The hospital is a small building, surrounded by flowering shrubs, in a quiet corner of town, a dusty corner, I might add, where the sun’s insistent rays parch everything in sight, except for these colorful plants that bloom against all odds, I should think. I suppose they might grow in the desert. How anything grows here is astonishing. I don’t want thoughts of Wallace and his idiotic irrigation idea to seep through just now, but they do, that nutty black rubber tube stretched across a vast expanse of desert, one end plugged into the sand, the other stuck in a huge pool. I can’t keep from chortling as I walk into the nearly empty clinic. Yá sou, I exude, smiling broadly at the receptionist. I tell her whom I want to see and she leads me down the hall to a room that is much too bright for suffering and disease, though it may cheer up the sick. It wouldn’t me were I sick.

The young man I take to be John is asleep, his head turned toward the window, and there is a gash, still prominent and red, on his neck. But it’s not a very wide or long cut, so he must have given up rather quickly. Or perhaps he too becomes weak at the sight of blood and fainted straight away. Even thinking this produces dizziness; I feel as if I might throw up. I sit down and place my head between my knees to recover. I breathe deeply. It would be awful if I fainted. And just now, at this awkward moment, Alicia walks in with flowers in her arms, ruining everything and incriminating me in some way.
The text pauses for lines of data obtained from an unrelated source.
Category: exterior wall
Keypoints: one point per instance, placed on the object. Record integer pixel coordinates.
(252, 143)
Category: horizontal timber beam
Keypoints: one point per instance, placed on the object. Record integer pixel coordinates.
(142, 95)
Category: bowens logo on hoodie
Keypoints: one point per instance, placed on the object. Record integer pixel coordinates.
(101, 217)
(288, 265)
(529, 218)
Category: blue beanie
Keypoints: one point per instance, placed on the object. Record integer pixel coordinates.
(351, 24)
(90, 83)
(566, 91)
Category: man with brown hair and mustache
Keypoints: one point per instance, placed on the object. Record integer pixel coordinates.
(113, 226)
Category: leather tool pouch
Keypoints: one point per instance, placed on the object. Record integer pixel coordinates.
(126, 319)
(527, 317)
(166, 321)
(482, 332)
You? she inquires. Yes, I say, as if it were really necessary to affirm that it is I. I want to say, Who else do you think it is? Santa Claus? As usual I play for time and dissemble. What are you doing here, Horace? Alicia asks with some annoyance. She tucks John in. He stirs a bit. I am about to come face-to-face with Helen’s lover, or whoever he is. Helen asked me to come, I answer. I promptly make the corners of my mouth turn down when they really want to sit up, clownishly like Emmett Kelly’s. She did? Alicia asks. Usually, Alicia is not monosyllabic; and her cryptic questions give me hardly any time to concoct necessary lies, my cover story. Yes, Alicia, she did, I respond, giving as little as I am getting. Why do I have to explain myself anyway, I think, knowing full well I ought to. Yet I usually believe in my own fictions.